CONTRALTO

Your Product Has Too Many Ingredients

Your Product Has Too Many Ingredients

Some of the best products in the world right now are not apps or gadgets. They are the slices you buy at that local New York pizzeria. In that slice you will find a level of obsession that most software teams would never dare to match. Every ingredient has a job. Every component is intentional. Whether they know it or not, these operators already run their own Contralto Board.

Imagine if we built software the same way.

Artisanship and Attention to Detail

A good pizza begins long before it hits the oven. It starts with high protein flour, sometimes with a touch of malt or vital wheat gluten, mineral rich water, and a slow fermentation process that requires patience. Then comes the sauce, the cheese, the toppings. Each one is selected with care and with a sense of responsibility to the final slice.

That kind of discipline is rare in software. We have more tools than ever to ship quickly, but far less commitment to crafting something cohesive. My work with Contralto is an attempt to bring back that sense of intention or maybe even will it into existence since it's never truly existed in our field. I want to break products down, understand what each part is meant to do, and build something people genuinely look forward to using.

If Pizza Looked Like Today’s Software

Now imagine a small New York pizzeria trying to build a new signature pie the same way modern software often gets built.

It starts with a committee meeting. One person wants thin crust, another wants deep dish, someone else demands gluten free, and a consultant suggests Detroit style since that seems to be popular. The final crust becomes a lifeless compromise that excites no one, but the group approves it because everyone contributed.

Work is then split into tickets. Implement crust. Add cheese MVP. Pepperoni version one. Each task is completed in isolation, without anyone stepping back to see if the elements form an actual pizza.

Customer requests begin to roll in. One person mentions pineapple. Another wants heat. Another asks for a basil drizzle. Suddenly all of it becomes roadmap material. The menu bloats with anchovies, olives, jalapeños, marshmallows, anything to appease whoever spoke last. The kitchen loses focus and the ingredients decline in quality because there's too much to manage.

Eventually they ship something. It is a crust with a single piece of cheese in the middle. Technically it is pizza in the same way a login screen is technically an app.
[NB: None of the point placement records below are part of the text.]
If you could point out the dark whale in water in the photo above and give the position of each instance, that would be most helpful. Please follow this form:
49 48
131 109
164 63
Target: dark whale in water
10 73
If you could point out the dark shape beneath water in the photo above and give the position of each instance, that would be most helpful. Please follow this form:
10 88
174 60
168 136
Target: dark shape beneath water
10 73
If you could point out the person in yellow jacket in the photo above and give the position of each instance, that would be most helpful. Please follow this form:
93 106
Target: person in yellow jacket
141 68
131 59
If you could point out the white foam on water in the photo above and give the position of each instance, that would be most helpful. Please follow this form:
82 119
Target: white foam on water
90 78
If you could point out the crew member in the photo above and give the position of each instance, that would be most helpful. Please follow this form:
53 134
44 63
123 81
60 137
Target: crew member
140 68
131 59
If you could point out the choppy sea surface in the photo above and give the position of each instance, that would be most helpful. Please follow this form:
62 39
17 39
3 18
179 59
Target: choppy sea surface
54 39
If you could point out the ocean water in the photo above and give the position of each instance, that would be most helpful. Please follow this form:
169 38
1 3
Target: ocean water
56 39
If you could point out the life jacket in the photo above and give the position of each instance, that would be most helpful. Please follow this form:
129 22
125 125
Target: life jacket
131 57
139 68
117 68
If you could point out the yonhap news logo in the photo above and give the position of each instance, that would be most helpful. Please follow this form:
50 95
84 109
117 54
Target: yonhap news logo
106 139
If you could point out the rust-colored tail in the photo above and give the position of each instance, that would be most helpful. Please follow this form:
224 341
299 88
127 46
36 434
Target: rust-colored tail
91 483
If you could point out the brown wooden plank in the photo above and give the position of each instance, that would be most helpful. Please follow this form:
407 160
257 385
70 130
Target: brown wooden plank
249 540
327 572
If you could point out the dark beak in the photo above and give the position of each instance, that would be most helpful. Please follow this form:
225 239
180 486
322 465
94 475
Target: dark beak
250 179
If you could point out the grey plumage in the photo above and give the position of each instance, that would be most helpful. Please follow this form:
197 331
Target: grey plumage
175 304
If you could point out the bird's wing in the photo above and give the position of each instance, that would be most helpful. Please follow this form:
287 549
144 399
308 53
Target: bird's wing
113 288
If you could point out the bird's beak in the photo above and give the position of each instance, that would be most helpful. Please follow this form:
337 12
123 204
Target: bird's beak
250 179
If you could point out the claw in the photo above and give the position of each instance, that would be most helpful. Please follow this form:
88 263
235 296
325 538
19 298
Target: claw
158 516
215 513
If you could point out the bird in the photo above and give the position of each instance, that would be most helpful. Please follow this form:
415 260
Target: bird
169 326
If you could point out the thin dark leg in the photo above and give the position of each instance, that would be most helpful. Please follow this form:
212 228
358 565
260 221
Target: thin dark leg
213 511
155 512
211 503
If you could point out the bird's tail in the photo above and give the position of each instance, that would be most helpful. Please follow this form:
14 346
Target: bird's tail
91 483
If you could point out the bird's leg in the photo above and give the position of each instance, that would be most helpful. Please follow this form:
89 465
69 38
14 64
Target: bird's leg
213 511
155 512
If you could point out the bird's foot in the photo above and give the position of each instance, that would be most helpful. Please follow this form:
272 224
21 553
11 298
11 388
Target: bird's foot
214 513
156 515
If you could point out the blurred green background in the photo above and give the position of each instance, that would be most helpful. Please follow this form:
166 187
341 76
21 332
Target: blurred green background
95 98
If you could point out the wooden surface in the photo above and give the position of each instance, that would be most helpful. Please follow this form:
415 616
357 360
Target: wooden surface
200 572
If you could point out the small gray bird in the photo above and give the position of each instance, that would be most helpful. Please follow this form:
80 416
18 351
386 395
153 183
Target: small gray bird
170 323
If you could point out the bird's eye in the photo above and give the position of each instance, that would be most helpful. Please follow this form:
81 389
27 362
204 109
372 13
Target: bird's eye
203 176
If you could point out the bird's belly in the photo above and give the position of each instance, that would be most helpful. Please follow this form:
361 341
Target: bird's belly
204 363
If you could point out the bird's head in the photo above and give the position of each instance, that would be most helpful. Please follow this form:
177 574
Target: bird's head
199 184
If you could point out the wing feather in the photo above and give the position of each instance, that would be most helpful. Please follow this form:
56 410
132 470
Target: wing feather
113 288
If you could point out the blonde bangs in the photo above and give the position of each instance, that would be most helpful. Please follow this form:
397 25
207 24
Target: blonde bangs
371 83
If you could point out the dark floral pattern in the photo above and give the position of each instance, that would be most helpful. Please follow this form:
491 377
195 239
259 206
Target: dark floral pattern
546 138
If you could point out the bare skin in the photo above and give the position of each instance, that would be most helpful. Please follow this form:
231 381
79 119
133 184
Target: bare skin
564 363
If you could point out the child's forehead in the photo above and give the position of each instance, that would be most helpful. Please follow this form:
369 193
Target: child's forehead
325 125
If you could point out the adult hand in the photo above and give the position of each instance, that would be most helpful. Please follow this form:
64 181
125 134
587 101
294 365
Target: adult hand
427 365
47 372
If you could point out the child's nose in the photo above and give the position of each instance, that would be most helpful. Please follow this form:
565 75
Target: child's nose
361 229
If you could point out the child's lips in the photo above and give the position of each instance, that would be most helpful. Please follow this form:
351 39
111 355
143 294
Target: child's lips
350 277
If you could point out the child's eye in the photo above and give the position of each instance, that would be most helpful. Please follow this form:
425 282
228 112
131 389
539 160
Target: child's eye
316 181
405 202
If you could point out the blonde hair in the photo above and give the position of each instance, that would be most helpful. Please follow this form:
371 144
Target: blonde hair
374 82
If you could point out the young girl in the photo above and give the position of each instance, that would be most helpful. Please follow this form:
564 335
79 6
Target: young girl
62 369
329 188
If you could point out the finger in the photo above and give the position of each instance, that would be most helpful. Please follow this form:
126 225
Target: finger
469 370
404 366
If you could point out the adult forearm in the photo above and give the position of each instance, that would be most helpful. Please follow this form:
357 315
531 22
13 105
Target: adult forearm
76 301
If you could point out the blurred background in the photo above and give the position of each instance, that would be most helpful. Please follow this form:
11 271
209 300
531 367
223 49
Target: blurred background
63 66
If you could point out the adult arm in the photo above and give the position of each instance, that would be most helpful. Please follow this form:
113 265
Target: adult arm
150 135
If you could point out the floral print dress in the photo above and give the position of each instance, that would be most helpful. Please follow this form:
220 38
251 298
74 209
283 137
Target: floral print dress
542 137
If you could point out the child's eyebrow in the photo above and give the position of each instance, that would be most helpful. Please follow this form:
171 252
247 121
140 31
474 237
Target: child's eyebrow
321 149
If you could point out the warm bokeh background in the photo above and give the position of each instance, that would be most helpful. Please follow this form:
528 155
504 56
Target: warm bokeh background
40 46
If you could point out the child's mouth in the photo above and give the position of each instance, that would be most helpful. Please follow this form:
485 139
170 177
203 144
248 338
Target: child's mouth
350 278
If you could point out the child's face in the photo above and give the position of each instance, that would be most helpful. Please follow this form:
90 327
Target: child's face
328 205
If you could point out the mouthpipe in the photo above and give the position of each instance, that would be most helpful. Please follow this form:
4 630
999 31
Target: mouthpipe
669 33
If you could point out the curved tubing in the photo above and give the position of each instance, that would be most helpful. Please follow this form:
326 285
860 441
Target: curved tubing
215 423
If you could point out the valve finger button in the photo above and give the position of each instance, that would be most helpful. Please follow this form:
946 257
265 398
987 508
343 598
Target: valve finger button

The team celebrates their velocity.

Over time the pie becomes overloaded. Consistency collapses and ingredients spoil. What should have been a simple and beautiful slice becomes something that tastes like a backlog.

Avoiding Drift and Focusing on What Works

The next time you enjoy a great slice, think about the level of intention behind it and how rarely software receives the same treatment. A tool like the Contralto Board helps you map every feature back to the problem it was meant to solve. If a feature no longer connects to a real problem, or its relevance is fading, it is probably time to rethink the ingredient.

A good product should feel cohesive. It should not try to please everyone. It is even acceptable if it upsets some people. That is often the sign of something with a point of view, something that leaves an imprint. That's unique in a world full of copy cat SaaS products.

And when people love it, it becomes part of their life in the same way a perfect slice becomes part of a neighborhood.